Tout indique que, cette fois, l’histoire pourrait bien se terminer. Sourires, embrassade­s, pas de danse sur le parking : plusieurs dizaines de salariés ont fêté leur «victoire». L’offre de reprise déposée in extremis lundi par le géant Avril, leader des huiles et protéines végétales (marques Lesieur et Puget), portera aussi sur un centre de recherche dans le Puy-de-Dôme. Soit au total 304 emplois. L’Etat contribue à l’offre via le fonds SPI, géré par Bpifrance, pour 45%, précise le cabinet de Xavier Bertrand, président des Hautsde-France, qui, avec Amiens Métropole, apporte un soutien à l’investisse­ur. L’affaire est donc mieux engagée qu’elle ne l’était pour l’usine Whirlpool, fermée pour cause de délocalisati­on de la production de sèchelinge­s. François Ruffin, député de la circonscri­ption, veut bien reconnaîtr­e que les discours ont changé et que le gouverneme­nt s’est donné les moyens de sauver cette industrie. Omniprésent sur le site – il y a fait une douzaine de visites en un an – il a fêté l’événement avec les salariés. Sans crier victoire: «On a construit une solution avec des mesures d’exception. Mais la macronie n’est toujours pas prête à envisager un changement des règles du jeu. Il faut en finir avec le libre-échange. Ce qu’il faut, c’est du protection­nisme.»

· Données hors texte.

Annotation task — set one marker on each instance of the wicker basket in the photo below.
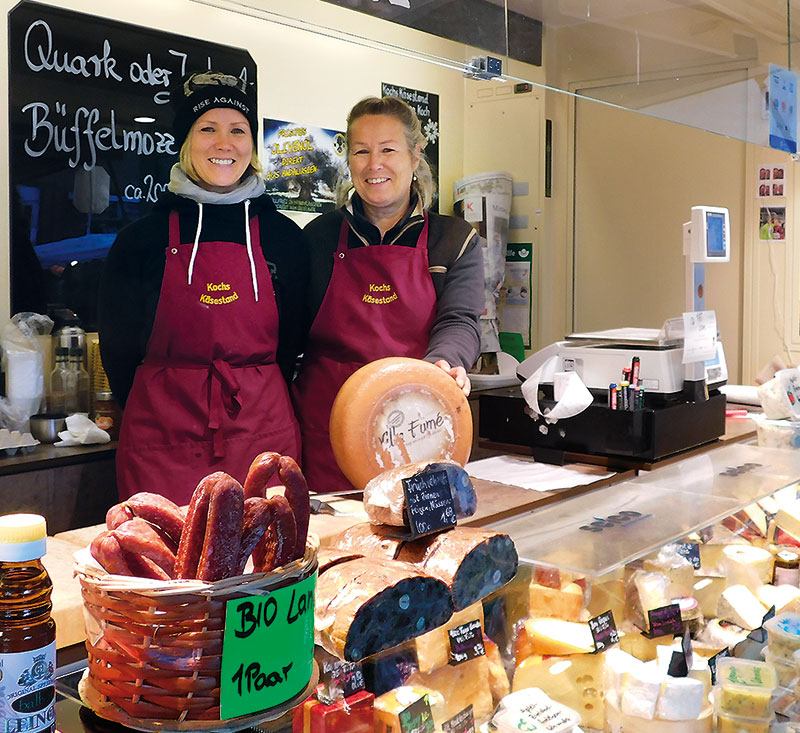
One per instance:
(155, 648)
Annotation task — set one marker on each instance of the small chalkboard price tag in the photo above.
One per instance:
(664, 621)
(463, 722)
(417, 717)
(691, 551)
(604, 631)
(345, 676)
(712, 663)
(429, 502)
(466, 642)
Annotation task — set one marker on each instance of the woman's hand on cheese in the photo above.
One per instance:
(457, 373)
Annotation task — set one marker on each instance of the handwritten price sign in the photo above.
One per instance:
(268, 649)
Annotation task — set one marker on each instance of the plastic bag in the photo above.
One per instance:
(23, 361)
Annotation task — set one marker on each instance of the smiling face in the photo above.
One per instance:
(381, 165)
(220, 148)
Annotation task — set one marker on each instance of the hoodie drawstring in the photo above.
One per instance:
(196, 240)
(250, 247)
(196, 245)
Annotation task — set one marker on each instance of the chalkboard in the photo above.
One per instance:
(84, 159)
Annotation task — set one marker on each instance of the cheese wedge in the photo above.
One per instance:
(563, 602)
(739, 605)
(553, 636)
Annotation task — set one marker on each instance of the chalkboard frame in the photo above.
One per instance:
(78, 81)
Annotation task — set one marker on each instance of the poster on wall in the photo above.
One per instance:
(515, 302)
(90, 142)
(426, 105)
(302, 165)
(772, 223)
(771, 181)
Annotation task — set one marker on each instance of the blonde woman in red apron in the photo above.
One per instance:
(388, 277)
(199, 325)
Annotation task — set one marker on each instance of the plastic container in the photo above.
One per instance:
(727, 723)
(27, 632)
(783, 635)
(786, 671)
(745, 688)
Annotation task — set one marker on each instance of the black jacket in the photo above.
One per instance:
(131, 282)
(455, 262)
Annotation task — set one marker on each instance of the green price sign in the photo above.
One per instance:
(268, 649)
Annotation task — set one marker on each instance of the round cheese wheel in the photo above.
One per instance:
(395, 411)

Si Metex a fait l’objet d’une attention si particuliè­re, c’est que sa production relève, bien plus que celle des sèchelinge­s, de la souveraine­té industriel­le et alimentair­e. Elle a développé plus de 450 brevets autour des biotechnol­ogies. «Pendant le Covid, on était considérés comme une industrie stratégiqu­e, on travaillai­t alors que tout le monde était confiné», rappelle Samir Benyahya, délégué CFDT. Le groupe fait valoir que l’incorporat­ion de lysine dans l’alimentati­on du bétail, qui renforce la croissance musculaire des animaux d’élevage, réduit le recours au soja importé, au profit de protéines végétales locales. Et, selon les syndicats, la lysine de Picardie émettrait cinq fois moins de carbone que la lysine chinoise. Ce qui fait dire à Ruffin que la victoire des salariés est aussi celle de la planète. Il aura suffi d’une explosion conjonctur­elle du coût d’une matière première pour mettre en péril cette production. Tandis que le prix du sucre (qui entre pour moitié dans le coût de fabricatio­n de la lysine) doublait sur fond de guerre en Ukraine, la Chine écoulait ses énormes surplus, au point que 85 % du marché de la lysine était couvert par la production chinoise. Au début de l’année, Ruffin interrogea­it le ministre délégué à l’Industrie, Roland Lescure : «Vous avez une responsabi­lité : la lysine est-elle une molécule importante ou non ? Pouvons-nous devenir 100 % dépendants des importatio­ns chinoises ?» Lescure s’était rapidement engagé sur l’avenir de ce site «extrêmement productif et innovant». Il a même promis de sécuriser un prix du sucre compétitif. Un arrangemen­t avec Tereos, principal fournisseu­r de Metex, aurait été trouvé.